Up the Lebanese mountain range, where you can even ski in the winter season, the Service continued driving. Lebanon was certainly adorned with green although the other Middle East countries such as Egypt, Jordan and Syria appeared to me the Countries of Sands. I hadn't seen the scenery of trees and mountains for a long time. Once the road started descending, the sight of the Mediterranean Sea, which I'd never seen before, came into my view over Beirut city.

Basically, I didn't book the accommodations in the Middle East after Dahab. One reason is which is a sort of a lifeline for accommodations doesn't work well in the area. And most importantly, there are anyways no problems without reservations. Even if the first candidate was full, it was quite easy to find an alternative. The staff in accommodation also seemed like to get used to accepting the travellers who don't have particular schedules. Therefore, I arrived at Beirut just having two names of accommodations but a problem occurred this time. The first candidate, Talal's New Hotel was full and the second one had closed already. Thanks to the taxi driver, I finally managed to find the bed for the night though it was bit overpriced (30USD for a twin room plus 6USD for the net) in this area where the cost of dorm room was 10USD. Anyway just for time being, I'd stay in this accommodation and booked for Talal's from the 4th night.
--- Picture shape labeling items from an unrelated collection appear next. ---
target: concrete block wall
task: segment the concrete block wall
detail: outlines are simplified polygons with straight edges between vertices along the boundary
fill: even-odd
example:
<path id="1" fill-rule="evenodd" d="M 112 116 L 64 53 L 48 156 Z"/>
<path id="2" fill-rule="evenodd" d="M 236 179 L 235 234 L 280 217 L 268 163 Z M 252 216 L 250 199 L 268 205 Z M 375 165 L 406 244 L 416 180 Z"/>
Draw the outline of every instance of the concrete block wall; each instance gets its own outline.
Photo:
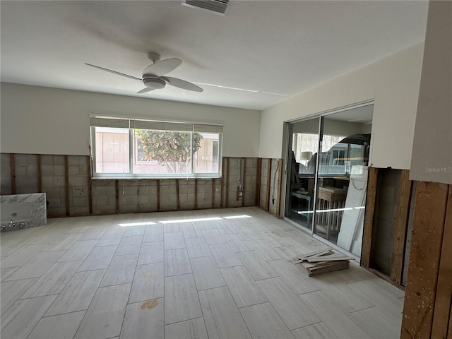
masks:
<path id="1" fill-rule="evenodd" d="M 0 155 L 0 194 L 6 196 L 12 194 L 11 171 L 10 163 L 11 155 Z"/>
<path id="2" fill-rule="evenodd" d="M 280 171 L 283 171 L 283 167 L 281 159 L 279 159 L 279 167 L 278 160 L 262 159 L 258 206 L 261 208 L 275 215 L 280 214 L 282 208 L 280 205 L 282 184 Z M 268 186 L 270 186 L 270 191 L 268 191 Z"/>
<path id="3" fill-rule="evenodd" d="M 268 179 L 268 163 L 271 159 L 262 159 L 261 170 L 261 194 L 259 196 L 259 207 L 267 209 L 267 182 Z"/>
<path id="4" fill-rule="evenodd" d="M 256 205 L 257 158 L 228 157 L 229 172 L 223 169 L 215 179 L 92 179 L 88 156 L 0 155 L 1 194 L 45 192 L 49 218 Z M 244 195 L 237 199 L 241 174 Z"/>
<path id="5" fill-rule="evenodd" d="M 370 264 L 387 275 L 391 273 L 400 181 L 400 170 L 379 170 Z"/>
<path id="6" fill-rule="evenodd" d="M 42 191 L 46 194 L 49 202 L 47 216 L 64 217 L 66 215 L 66 158 L 64 155 L 42 155 L 40 189 L 35 191 Z M 16 177 L 16 185 L 20 185 L 20 180 Z"/>

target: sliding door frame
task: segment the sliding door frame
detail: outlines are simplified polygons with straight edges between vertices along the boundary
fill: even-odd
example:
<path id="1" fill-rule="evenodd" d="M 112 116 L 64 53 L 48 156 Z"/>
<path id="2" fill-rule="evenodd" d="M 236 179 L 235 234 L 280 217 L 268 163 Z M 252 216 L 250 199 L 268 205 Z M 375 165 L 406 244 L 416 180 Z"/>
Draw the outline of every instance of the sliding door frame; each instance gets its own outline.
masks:
<path id="1" fill-rule="evenodd" d="M 282 218 L 283 219 L 290 222 L 290 224 L 293 225 L 294 226 L 295 226 L 297 228 L 301 230 L 302 231 L 310 234 L 311 236 L 312 236 L 314 239 L 316 239 L 319 241 L 321 241 L 321 242 L 323 242 L 324 244 L 328 244 L 328 246 L 330 246 L 331 247 L 333 247 L 333 249 L 336 249 L 337 251 L 343 252 L 343 253 L 346 253 L 347 255 L 351 255 L 354 257 L 355 257 L 357 259 L 359 259 L 359 257 L 355 256 L 355 254 L 339 247 L 338 246 L 337 246 L 335 244 L 326 239 L 323 239 L 323 237 L 317 235 L 315 232 L 316 232 L 316 218 L 317 218 L 317 215 L 316 213 L 316 210 L 317 209 L 317 186 L 318 186 L 318 182 L 319 182 L 319 162 L 320 162 L 320 157 L 319 155 L 316 157 L 316 170 L 314 172 L 314 207 L 313 207 L 313 213 L 312 213 L 312 218 L 311 218 L 311 228 L 307 228 L 301 226 L 299 224 L 298 224 L 297 222 L 295 222 L 294 220 L 291 220 L 290 218 L 286 216 L 286 214 L 289 214 L 288 212 L 288 209 L 290 208 L 289 204 L 287 203 L 287 197 L 290 196 L 290 178 L 289 178 L 289 175 L 290 174 L 290 169 L 288 168 L 289 166 L 289 163 L 291 161 L 291 152 L 292 152 L 292 140 L 291 138 L 292 138 L 292 126 L 293 126 L 294 124 L 297 124 L 299 122 L 303 122 L 303 121 L 306 121 L 308 120 L 311 120 L 312 119 L 316 119 L 316 118 L 319 118 L 319 131 L 318 131 L 318 136 L 319 136 L 319 142 L 318 142 L 318 145 L 317 145 L 317 154 L 319 155 L 319 152 L 321 151 L 321 148 L 322 146 L 321 145 L 321 142 L 322 140 L 321 138 L 321 136 L 323 136 L 323 121 L 324 121 L 324 118 L 326 117 L 328 117 L 329 115 L 331 114 L 335 114 L 336 113 L 340 113 L 341 112 L 345 112 L 345 111 L 348 111 L 350 109 L 356 109 L 356 108 L 359 108 L 359 107 L 363 107 L 365 106 L 369 106 L 371 105 L 375 105 L 375 101 L 374 100 L 367 100 L 367 101 L 364 101 L 362 102 L 359 102 L 357 104 L 354 104 L 354 105 L 348 105 L 348 106 L 344 106 L 340 108 L 337 108 L 337 109 L 330 109 L 328 111 L 324 111 L 320 113 L 316 113 L 314 114 L 310 114 L 306 117 L 304 117 L 302 118 L 298 118 L 298 119 L 295 119 L 292 120 L 289 120 L 287 121 L 285 121 L 284 123 L 284 128 L 283 128 L 283 138 L 282 138 L 282 154 L 283 154 L 283 157 L 286 157 L 285 159 L 285 176 L 284 176 L 284 180 L 282 183 L 282 185 L 285 185 L 285 189 L 281 189 L 281 192 L 283 195 L 283 196 L 281 197 L 281 201 L 282 203 L 284 204 L 284 208 L 282 209 L 282 210 L 283 210 L 283 215 Z M 375 107 L 375 106 L 374 106 Z M 371 153 L 372 153 L 372 147 L 371 147 L 371 148 L 370 148 L 370 152 L 369 152 L 369 160 L 368 160 L 368 166 L 370 166 L 371 162 Z"/>

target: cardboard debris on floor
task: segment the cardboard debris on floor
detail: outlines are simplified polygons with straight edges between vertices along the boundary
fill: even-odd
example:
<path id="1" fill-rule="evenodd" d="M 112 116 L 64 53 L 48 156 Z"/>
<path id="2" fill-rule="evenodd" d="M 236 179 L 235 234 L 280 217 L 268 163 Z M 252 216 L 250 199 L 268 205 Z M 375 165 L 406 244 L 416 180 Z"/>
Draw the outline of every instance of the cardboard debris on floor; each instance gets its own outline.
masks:
<path id="1" fill-rule="evenodd" d="M 304 270 L 308 275 L 318 275 L 333 270 L 348 268 L 348 263 L 355 260 L 351 256 L 344 256 L 329 249 L 322 249 L 307 253 L 294 258 L 292 263 Z"/>

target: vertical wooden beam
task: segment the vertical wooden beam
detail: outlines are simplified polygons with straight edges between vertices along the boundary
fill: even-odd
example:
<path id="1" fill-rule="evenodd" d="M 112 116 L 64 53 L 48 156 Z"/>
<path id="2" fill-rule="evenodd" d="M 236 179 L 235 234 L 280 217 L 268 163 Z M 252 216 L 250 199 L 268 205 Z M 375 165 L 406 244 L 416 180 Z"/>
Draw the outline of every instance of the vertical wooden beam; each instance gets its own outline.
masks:
<path id="1" fill-rule="evenodd" d="M 256 166 L 256 200 L 255 205 L 261 206 L 261 175 L 262 173 L 262 158 L 257 158 L 257 165 Z"/>
<path id="2" fill-rule="evenodd" d="M 266 210 L 270 210 L 270 186 L 271 185 L 271 159 L 268 159 L 267 164 L 267 195 L 266 196 Z"/>
<path id="3" fill-rule="evenodd" d="M 71 200 L 69 198 L 69 156 L 64 155 L 64 195 L 66 204 L 66 215 L 71 215 Z"/>
<path id="4" fill-rule="evenodd" d="M 176 201 L 177 203 L 177 210 L 181 209 L 181 201 L 179 197 L 179 179 L 176 179 Z"/>
<path id="5" fill-rule="evenodd" d="M 221 194 L 220 196 L 220 207 L 223 207 L 225 194 L 225 157 L 221 160 Z"/>
<path id="6" fill-rule="evenodd" d="M 114 213 L 119 213 L 119 180 L 114 180 L 115 208 Z"/>
<path id="7" fill-rule="evenodd" d="M 16 186 L 16 161 L 14 159 L 14 153 L 9 155 L 9 166 L 11 175 L 11 194 L 16 194 L 17 188 Z"/>
<path id="8" fill-rule="evenodd" d="M 195 210 L 198 209 L 198 178 L 195 179 Z"/>
<path id="9" fill-rule="evenodd" d="M 280 217 L 281 213 L 281 190 L 282 185 L 282 167 L 284 166 L 284 160 L 280 159 L 279 167 L 278 168 L 278 186 L 277 187 L 277 198 L 276 198 L 276 215 Z"/>
<path id="10" fill-rule="evenodd" d="M 86 157 L 88 162 L 88 194 L 90 214 L 93 214 L 93 180 L 91 180 L 91 157 Z"/>
<path id="11" fill-rule="evenodd" d="M 364 227 L 362 235 L 362 246 L 361 249 L 361 266 L 369 267 L 371 253 L 372 232 L 374 227 L 374 212 L 376 198 L 378 185 L 377 168 L 371 167 L 369 171 L 367 193 L 366 194 L 366 212 L 364 213 Z"/>
<path id="12" fill-rule="evenodd" d="M 41 155 L 37 155 L 37 191 L 42 193 L 42 167 L 41 167 Z"/>
<path id="13" fill-rule="evenodd" d="M 435 308 L 433 314 L 431 338 L 448 337 L 448 326 L 452 323 L 452 185 L 449 185 L 447 208 L 444 221 L 443 244 L 439 259 L 439 273 L 436 285 Z"/>
<path id="14" fill-rule="evenodd" d="M 402 283 L 402 275 L 403 275 L 403 258 L 408 228 L 412 184 L 412 182 L 410 181 L 410 171 L 403 170 L 398 189 L 390 275 L 391 280 L 398 285 Z"/>
<path id="15" fill-rule="evenodd" d="M 212 208 L 215 208 L 215 179 L 212 179 Z"/>
<path id="16" fill-rule="evenodd" d="M 160 210 L 160 180 L 157 180 L 157 210 Z"/>
<path id="17" fill-rule="evenodd" d="M 243 172 L 242 174 L 242 206 L 245 206 L 245 183 L 246 182 L 246 158 L 243 160 Z"/>
<path id="18" fill-rule="evenodd" d="M 432 334 L 448 191 L 444 184 L 417 183 L 402 339 Z M 450 273 L 445 273 L 450 280 Z"/>
<path id="19" fill-rule="evenodd" d="M 229 206 L 229 165 L 230 165 L 230 158 L 227 157 L 226 158 L 226 168 L 227 170 L 227 173 L 226 173 L 226 203 L 225 207 L 227 208 L 228 206 Z"/>

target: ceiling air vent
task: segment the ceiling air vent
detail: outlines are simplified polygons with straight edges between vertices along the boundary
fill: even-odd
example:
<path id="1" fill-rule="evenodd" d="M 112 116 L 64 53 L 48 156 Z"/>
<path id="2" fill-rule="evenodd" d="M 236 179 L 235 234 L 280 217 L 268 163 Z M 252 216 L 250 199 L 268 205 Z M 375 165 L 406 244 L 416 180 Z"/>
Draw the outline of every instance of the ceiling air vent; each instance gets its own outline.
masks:
<path id="1" fill-rule="evenodd" d="M 195 8 L 225 14 L 230 0 L 182 0 L 182 4 Z"/>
Not only this accommodation problem, Lebanon especially for Beirut is often avoided by budget backpackers for the higher prices than the other Middle East countries. Actually, one piece of sandwich cost about triple than in its neighbor Syria. You need at the very least 10USD per person for eating out Downtown but with the same budget you could go to a nice local restaurant with 3 friends in Amman. Nevertheless, I believe I would "lose" if I avoid going Lebanon just for the monetary issue. Besides I wouldn't be able to go to Europe which is much more expensive than Beirut.
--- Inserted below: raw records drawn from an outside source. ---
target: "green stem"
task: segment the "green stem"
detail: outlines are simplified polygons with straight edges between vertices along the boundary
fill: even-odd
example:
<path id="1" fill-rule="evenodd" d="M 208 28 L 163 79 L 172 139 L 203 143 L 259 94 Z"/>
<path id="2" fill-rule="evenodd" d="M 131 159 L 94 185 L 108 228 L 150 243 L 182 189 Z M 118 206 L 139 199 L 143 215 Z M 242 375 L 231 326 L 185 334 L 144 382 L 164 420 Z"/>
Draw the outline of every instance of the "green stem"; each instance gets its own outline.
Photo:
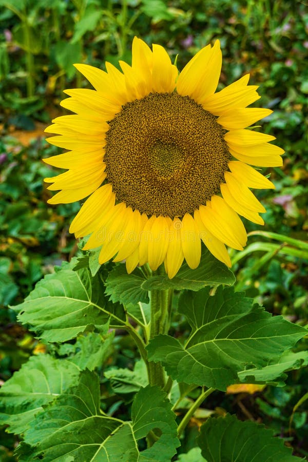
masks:
<path id="1" fill-rule="evenodd" d="M 207 396 L 210 395 L 214 391 L 215 391 L 214 388 L 208 388 L 205 391 L 203 392 L 198 399 L 195 401 L 191 407 L 188 409 L 178 427 L 178 436 L 179 437 L 183 433 L 183 430 L 185 430 L 187 424 L 194 415 L 195 411 L 200 407 L 200 405 L 203 402 Z"/>
<path id="2" fill-rule="evenodd" d="M 151 325 L 150 339 L 159 334 L 166 334 L 169 330 L 168 291 L 151 291 Z M 151 385 L 164 388 L 165 374 L 160 362 L 149 362 L 149 381 Z"/>
<path id="3" fill-rule="evenodd" d="M 33 85 L 34 61 L 33 55 L 30 50 L 30 32 L 29 25 L 27 21 L 24 23 L 25 31 L 25 43 L 26 45 L 26 66 L 27 67 L 27 95 L 32 97 L 34 94 Z"/>
<path id="4" fill-rule="evenodd" d="M 140 356 L 145 363 L 148 376 L 149 376 L 150 371 L 149 362 L 147 360 L 147 353 L 145 350 L 145 345 L 144 344 L 144 342 L 143 342 L 143 340 L 142 340 L 138 333 L 136 332 L 136 331 L 132 326 L 130 325 L 130 324 L 127 324 L 125 327 L 126 329 L 127 329 L 128 333 L 137 345 L 137 348 L 139 351 L 139 353 L 140 353 Z"/>
<path id="5" fill-rule="evenodd" d="M 122 21 L 121 21 L 121 47 L 122 55 L 123 55 L 126 50 L 126 44 L 127 42 L 127 0 L 123 0 L 122 7 Z"/>

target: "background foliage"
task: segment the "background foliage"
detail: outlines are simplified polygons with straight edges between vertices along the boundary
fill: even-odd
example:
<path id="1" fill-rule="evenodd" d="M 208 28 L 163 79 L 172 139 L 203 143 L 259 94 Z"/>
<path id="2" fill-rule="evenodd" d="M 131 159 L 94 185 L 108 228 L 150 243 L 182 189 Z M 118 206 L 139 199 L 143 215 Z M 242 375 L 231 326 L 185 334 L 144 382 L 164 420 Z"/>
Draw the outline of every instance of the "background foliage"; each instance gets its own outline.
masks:
<path id="1" fill-rule="evenodd" d="M 262 230 L 267 234 L 262 235 L 260 227 L 246 222 L 251 232 L 248 245 L 232 255 L 237 278 L 235 287 L 245 290 L 269 312 L 306 324 L 308 251 L 301 242 L 306 240 L 308 229 L 308 70 L 305 63 L 308 13 L 303 3 L 294 0 L 0 0 L 0 22 L 3 382 L 29 356 L 33 355 L 34 364 L 40 362 L 40 353 L 47 351 L 51 358 L 56 355 L 63 361 L 73 357 L 81 370 L 86 367 L 92 370 L 105 362 L 110 372 L 109 376 L 101 374 L 101 392 L 110 416 L 125 420 L 130 393 L 138 389 L 137 386 L 134 390 L 128 389 L 123 384 L 125 378 L 111 372 L 114 367 L 119 370 L 128 367 L 136 382 L 140 380 L 136 348 L 124 333 L 117 333 L 113 346 L 111 341 L 108 344 L 108 353 L 98 346 L 95 350 L 96 340 L 88 339 L 89 336 L 76 342 L 66 339 L 68 342 L 54 351 L 17 324 L 13 311 L 8 307 L 21 303 L 36 282 L 53 273 L 54 265 L 80 253 L 68 232 L 79 204 L 46 205 L 50 192 L 43 179 L 51 176 L 51 169 L 41 160 L 58 153 L 56 148 L 45 142 L 43 130 L 52 118 L 65 113 L 59 105 L 62 90 L 87 85 L 72 64 L 84 62 L 104 68 L 106 60 L 115 65 L 119 59 L 129 62 L 134 35 L 148 44 L 164 46 L 172 60 L 179 54 L 180 68 L 200 48 L 219 38 L 223 56 L 219 88 L 247 72 L 251 82 L 260 85 L 262 98 L 257 105 L 275 111 L 262 122 L 264 131 L 276 136 L 277 144 L 286 153 L 282 169 L 266 172 L 276 190 L 257 191 L 267 209 Z M 277 237 L 277 233 L 287 238 Z M 93 274 L 95 261 L 92 268 Z M 111 282 L 112 278 L 112 288 Z M 189 332 L 187 321 L 178 313 L 173 320 L 172 334 L 179 338 L 187 337 Z M 103 328 L 101 335 L 107 335 Z M 303 340 L 298 347 L 299 354 L 306 347 Z M 83 355 L 90 348 L 93 363 L 86 364 L 87 355 Z M 72 367 L 71 361 L 69 364 Z M 67 365 L 63 363 L 63 367 Z M 307 370 L 293 371 L 285 379 L 282 388 L 242 385 L 229 388 L 226 393 L 214 393 L 206 407 L 199 409 L 191 421 L 181 450 L 187 452 L 194 446 L 198 427 L 207 417 L 229 412 L 242 420 L 263 422 L 284 438 L 294 454 L 307 456 L 307 401 L 299 401 L 308 387 Z M 190 397 L 196 398 L 199 392 L 192 390 Z M 39 405 L 48 399 L 46 396 L 47 400 Z M 185 402 L 182 406 L 185 408 Z M 0 457 L 4 462 L 16 460 L 12 451 L 17 442 L 3 430 Z M 197 456 L 192 454 L 191 460 L 197 460 Z M 180 457 L 179 460 L 188 459 Z"/>

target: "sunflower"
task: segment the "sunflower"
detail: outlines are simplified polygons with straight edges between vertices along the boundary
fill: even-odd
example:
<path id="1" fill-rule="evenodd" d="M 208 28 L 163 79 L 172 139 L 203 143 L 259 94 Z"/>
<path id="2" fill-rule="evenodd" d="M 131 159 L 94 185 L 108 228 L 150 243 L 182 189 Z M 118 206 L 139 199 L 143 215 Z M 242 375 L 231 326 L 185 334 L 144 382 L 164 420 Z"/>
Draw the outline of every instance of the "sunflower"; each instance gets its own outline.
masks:
<path id="1" fill-rule="evenodd" d="M 230 266 L 225 244 L 241 250 L 247 234 L 239 215 L 263 224 L 265 211 L 250 188 L 274 188 L 250 166 L 282 165 L 275 137 L 246 127 L 271 112 L 247 108 L 260 97 L 249 75 L 215 93 L 219 42 L 202 48 L 179 74 L 165 50 L 132 43 L 131 66 L 122 72 L 75 67 L 95 89 L 67 90 L 46 131 L 51 144 L 69 151 L 45 162 L 68 171 L 46 178 L 48 202 L 89 196 L 73 220 L 84 248 L 101 247 L 99 262 L 125 260 L 127 272 L 163 263 L 169 278 L 184 259 L 199 264 L 201 241 Z"/>

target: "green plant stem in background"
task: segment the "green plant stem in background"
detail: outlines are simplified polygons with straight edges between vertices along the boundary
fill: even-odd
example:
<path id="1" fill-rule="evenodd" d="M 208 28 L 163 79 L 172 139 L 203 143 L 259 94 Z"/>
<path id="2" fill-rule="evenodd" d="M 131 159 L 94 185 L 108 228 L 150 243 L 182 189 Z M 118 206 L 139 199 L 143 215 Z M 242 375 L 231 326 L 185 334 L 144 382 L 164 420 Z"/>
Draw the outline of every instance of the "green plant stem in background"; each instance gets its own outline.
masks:
<path id="1" fill-rule="evenodd" d="M 166 334 L 169 330 L 168 291 L 153 290 L 150 293 L 151 329 L 150 339 L 159 334 Z M 160 362 L 150 361 L 149 380 L 150 384 L 164 388 L 165 374 Z"/>
<path id="2" fill-rule="evenodd" d="M 198 399 L 196 400 L 191 407 L 188 409 L 178 427 L 178 437 L 181 436 L 183 431 L 185 430 L 187 424 L 194 415 L 195 411 L 200 407 L 200 405 L 203 401 L 204 401 L 205 398 L 214 391 L 215 391 L 215 389 L 214 388 L 208 388 L 205 391 L 203 391 Z"/>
And I found Beirut is in a way quite reasonable if you have not too tight a budget. The dishes from the restaurants are quite high quality but not so expensive. For example, one Italian pizza with a glass of fruit juice was about 15USD; a premium beef steak with a glass of red wine was about 30USD. Although it is said that it's quite expensive as a Middle East cities, it's definitely cheaper than Tokyo. Besides, both of their quality of service and taste were quite high presumably because of the many competitors around the area. The services which are very friendly yet respectful to the customers were totally different from the snobbish restaurant in Damascus.
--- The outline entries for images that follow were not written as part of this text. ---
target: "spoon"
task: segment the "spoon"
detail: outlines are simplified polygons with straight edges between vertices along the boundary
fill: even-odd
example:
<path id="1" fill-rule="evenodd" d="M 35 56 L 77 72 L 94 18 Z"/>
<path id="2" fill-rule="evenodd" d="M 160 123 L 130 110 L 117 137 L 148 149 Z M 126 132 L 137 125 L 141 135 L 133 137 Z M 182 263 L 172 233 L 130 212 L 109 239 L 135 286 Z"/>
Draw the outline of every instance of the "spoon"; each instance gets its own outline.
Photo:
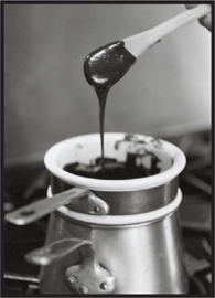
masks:
<path id="1" fill-rule="evenodd" d="M 92 52 L 84 62 L 87 82 L 96 92 L 118 82 L 149 47 L 164 35 L 211 12 L 209 4 L 201 4 L 148 31 L 116 41 Z"/>
<path id="2" fill-rule="evenodd" d="M 69 204 L 71 210 L 85 214 L 106 215 L 109 212 L 108 204 L 93 192 L 73 188 L 7 213 L 4 220 L 17 225 L 30 224 L 65 204 Z"/>

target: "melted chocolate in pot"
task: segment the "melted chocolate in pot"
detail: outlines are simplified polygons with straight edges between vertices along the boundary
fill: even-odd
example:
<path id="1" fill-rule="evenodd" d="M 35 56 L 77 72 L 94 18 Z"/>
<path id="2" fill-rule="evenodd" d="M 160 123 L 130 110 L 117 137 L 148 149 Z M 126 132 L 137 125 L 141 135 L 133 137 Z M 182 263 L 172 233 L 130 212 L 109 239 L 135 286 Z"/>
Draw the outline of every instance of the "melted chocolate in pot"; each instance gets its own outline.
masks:
<path id="1" fill-rule="evenodd" d="M 64 170 L 86 178 L 105 180 L 137 179 L 160 172 L 159 159 L 155 156 L 152 158 L 149 169 L 143 164 L 137 166 L 136 158 L 137 155 L 135 153 L 128 153 L 126 162 L 117 162 L 115 159 L 105 158 L 105 170 L 101 166 L 101 158 L 97 158 L 95 164 L 89 166 L 79 162 L 69 163 L 64 167 Z"/>
<path id="2" fill-rule="evenodd" d="M 136 57 L 123 46 L 122 41 L 109 43 L 87 55 L 84 62 L 84 74 L 98 96 L 101 140 L 101 166 L 104 170 L 104 119 L 107 95 L 110 87 L 117 83 L 133 65 Z"/>

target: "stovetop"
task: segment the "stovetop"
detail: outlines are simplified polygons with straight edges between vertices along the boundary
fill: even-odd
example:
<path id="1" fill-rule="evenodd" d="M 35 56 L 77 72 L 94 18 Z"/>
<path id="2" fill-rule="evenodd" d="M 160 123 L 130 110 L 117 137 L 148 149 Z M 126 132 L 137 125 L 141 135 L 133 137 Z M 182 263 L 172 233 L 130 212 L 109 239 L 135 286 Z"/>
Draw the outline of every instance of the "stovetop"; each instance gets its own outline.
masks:
<path id="1" fill-rule="evenodd" d="M 212 156 L 211 131 L 168 139 L 186 156 L 187 166 L 180 179 L 183 201 L 180 206 L 190 295 L 211 296 L 212 276 Z M 4 167 L 3 213 L 46 196 L 50 175 L 43 161 L 19 162 Z M 17 226 L 3 223 L 3 283 L 6 296 L 40 296 L 40 267 L 25 262 L 24 255 L 44 245 L 49 215 Z"/>

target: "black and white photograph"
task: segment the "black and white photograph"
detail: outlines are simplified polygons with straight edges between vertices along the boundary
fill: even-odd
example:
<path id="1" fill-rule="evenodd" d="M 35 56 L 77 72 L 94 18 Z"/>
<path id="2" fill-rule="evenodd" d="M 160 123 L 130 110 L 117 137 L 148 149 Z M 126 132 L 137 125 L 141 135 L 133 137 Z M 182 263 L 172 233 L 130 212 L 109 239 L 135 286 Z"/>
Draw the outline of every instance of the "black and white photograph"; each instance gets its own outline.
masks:
<path id="1" fill-rule="evenodd" d="M 1 297 L 214 297 L 214 1 L 1 1 Z"/>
But how come Beirut is such a "rich" city? Blooming with the astronomical amount of money from the oil, Beirut in fact had been once the central of Islamic finance until 70's when the notorious 10 year civil war and the following Israeli air strike. Some people say Lebanon is "Swiss in the Middle East" but this metaphor comes not only from the Lebanese mountain range as beautiful as the Alps. Due to the repeated war and the confusion, most of the funds escaped to Dubai but there are still many banks in the city. Besides, the stores of Bang & Olufsen and Vertu, Porsche and Ferrari parked parallel, I could find Downtown has got more luxurious cultures than Tokyo. Though it doesn't have skyscrapers, the atmosphere of the city was similar to Dubai.

Nevertheless, there are still many marks of wars on the town despite the tremendous amount of funds invested for the reconstruction. You can find abandoned buildings with huge bullet holes in the Old city and soldiers with machineguns everywhere. In the Downtown, there are so many new Roman style buildings guarded by the solders but they are totally standardised making me feels as if I'd been in a theme park. There were not many pedestrians in the daytime and quite a few "Opening Soon" signs were displayed on the perfectly polished show windows. While there are signs of wealth, the city wore a strange melancholy. I hope to visit this city again when all reconstructions have been completed and the new stores start working.